Katliamla ilgili bir açıklama da Diyanet İşleri Başkanı Mehmet Görmez`den geldi. "Bir insanı secdedeyken öldürmenin, bir mabedin göğsünü delmenin ne insanlık önünde ne de Cenab-ı Hakk`ın katında hiçbir açıklaması olamaz” diyen Görmez, "Masum insanlara kast edenler, ahlak ve hukuktan nasibini almamış, vicdan elbisesini çıkarmış, insaf kalemini kırmış olanlar, elbet bir gün hesap verecektir." ifadelerini kullandı.
‘NAMAZ VAKTİNDE UÇAKLA CAMİ BOMBALANDI`
Cina köyündeki sivil savunma yetkililerinden Yahya Cevad, yaptığı açıklamada, “Bir savaş uçağı Halep'in Etarib ilçesi yakınlarındaki Cina köyünde namaz esnasında bir camiyi bombaladı.'' dedi. Cevad, saldırı sonucu onlarca kişinin yaralandığını, enkaz altından çıkarılan şehit sayısının arttığını belirterek, ''Sivil savunma ekipleri saldırıya maruz kalan caminin enkazı altında kalanlara ulaşmaya çalışıyor.
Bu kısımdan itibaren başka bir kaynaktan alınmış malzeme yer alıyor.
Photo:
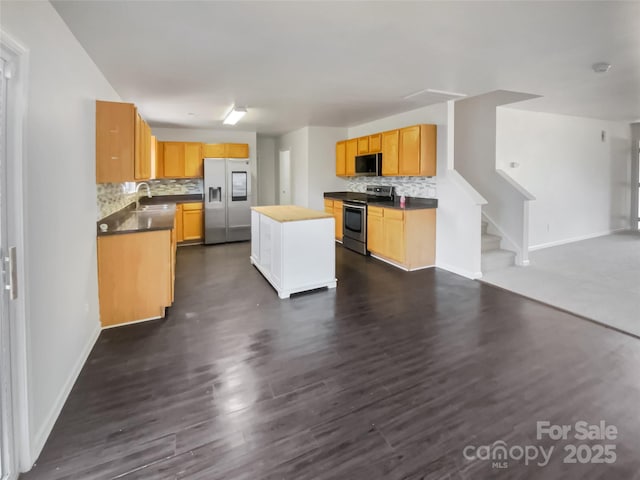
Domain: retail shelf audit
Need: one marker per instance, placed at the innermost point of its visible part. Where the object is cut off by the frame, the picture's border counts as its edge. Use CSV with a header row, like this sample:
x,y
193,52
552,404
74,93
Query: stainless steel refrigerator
x,y
227,200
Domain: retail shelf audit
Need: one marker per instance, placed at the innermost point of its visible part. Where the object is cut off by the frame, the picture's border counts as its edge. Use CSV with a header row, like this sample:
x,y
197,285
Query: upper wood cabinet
x,y
375,144
363,145
369,144
390,157
214,150
123,143
226,150
193,164
181,160
142,157
350,158
115,142
173,159
409,151
341,158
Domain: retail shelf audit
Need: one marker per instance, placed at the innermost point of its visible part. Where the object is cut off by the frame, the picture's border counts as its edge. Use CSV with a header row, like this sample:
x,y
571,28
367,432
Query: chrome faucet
x,y
138,190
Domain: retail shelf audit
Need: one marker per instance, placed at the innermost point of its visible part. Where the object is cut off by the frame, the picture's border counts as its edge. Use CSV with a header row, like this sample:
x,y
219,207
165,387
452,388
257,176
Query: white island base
x,y
293,247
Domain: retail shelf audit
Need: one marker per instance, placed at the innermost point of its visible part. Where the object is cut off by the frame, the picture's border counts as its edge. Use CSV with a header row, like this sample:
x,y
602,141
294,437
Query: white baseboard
x,y
460,271
44,431
574,239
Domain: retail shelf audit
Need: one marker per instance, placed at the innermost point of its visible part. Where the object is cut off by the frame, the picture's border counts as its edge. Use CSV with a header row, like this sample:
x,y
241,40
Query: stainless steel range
x,y
354,212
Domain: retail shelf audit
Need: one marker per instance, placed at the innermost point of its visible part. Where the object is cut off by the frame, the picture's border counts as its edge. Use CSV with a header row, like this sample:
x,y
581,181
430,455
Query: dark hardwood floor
x,y
389,376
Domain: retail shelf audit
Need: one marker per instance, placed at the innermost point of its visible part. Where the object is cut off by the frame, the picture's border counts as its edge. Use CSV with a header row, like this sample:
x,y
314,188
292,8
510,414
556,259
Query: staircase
x,y
493,257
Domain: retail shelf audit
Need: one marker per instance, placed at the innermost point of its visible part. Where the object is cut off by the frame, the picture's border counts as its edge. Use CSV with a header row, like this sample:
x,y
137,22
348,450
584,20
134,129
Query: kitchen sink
x,y
153,208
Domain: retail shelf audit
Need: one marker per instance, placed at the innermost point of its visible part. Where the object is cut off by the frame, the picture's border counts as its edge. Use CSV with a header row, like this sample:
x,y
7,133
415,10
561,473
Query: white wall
x,y
297,142
507,206
267,158
216,136
322,164
60,208
581,183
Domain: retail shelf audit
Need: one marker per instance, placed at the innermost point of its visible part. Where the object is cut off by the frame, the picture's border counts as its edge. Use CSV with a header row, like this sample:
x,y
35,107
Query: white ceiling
x,y
293,64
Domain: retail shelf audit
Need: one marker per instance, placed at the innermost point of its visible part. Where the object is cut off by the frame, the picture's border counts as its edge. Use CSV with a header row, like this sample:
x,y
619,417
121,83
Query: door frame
x,y
635,176
280,161
17,58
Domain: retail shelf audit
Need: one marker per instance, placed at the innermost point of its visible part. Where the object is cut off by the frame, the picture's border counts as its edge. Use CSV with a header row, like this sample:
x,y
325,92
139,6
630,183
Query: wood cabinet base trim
x,y
115,325
399,265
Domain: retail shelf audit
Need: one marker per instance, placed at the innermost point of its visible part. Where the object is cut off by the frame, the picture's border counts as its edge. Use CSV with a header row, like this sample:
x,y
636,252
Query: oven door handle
x,y
349,205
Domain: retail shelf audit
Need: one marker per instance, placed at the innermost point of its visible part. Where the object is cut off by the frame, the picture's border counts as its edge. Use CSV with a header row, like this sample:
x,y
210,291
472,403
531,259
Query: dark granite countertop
x,y
128,220
159,199
411,203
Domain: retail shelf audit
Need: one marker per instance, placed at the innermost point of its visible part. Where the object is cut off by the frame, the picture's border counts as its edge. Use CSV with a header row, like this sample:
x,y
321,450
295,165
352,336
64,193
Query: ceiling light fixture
x,y
601,67
234,115
432,91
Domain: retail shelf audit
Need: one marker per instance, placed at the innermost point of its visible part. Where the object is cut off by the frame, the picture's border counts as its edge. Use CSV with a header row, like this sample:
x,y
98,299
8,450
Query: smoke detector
x,y
601,67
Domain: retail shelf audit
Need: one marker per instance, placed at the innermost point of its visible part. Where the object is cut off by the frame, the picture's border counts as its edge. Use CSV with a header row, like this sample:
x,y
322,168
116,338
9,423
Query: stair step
x,y
490,242
497,260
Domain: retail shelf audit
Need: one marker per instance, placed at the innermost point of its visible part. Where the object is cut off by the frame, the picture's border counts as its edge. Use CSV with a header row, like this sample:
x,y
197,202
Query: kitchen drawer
x,y
393,214
375,211
192,206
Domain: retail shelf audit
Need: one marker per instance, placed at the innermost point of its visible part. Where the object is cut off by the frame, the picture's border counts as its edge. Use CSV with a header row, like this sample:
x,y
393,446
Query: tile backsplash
x,y
112,197
422,187
178,186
Camide 200 ila 300 arasında kişi vardı.'' diye konuştu. Şehit sayısının artmasından endişe edildiğini kaydeden Cevad, "Sivil savunma ekipleri ile köy halkı enkaz altında olanlara kısıtlı imkânlarla ulaşmaya çalıyor. Savaş uçağının ibadet yerini vurması kabul edilir bir şey değil.'' değerlendirmesinde bulundu.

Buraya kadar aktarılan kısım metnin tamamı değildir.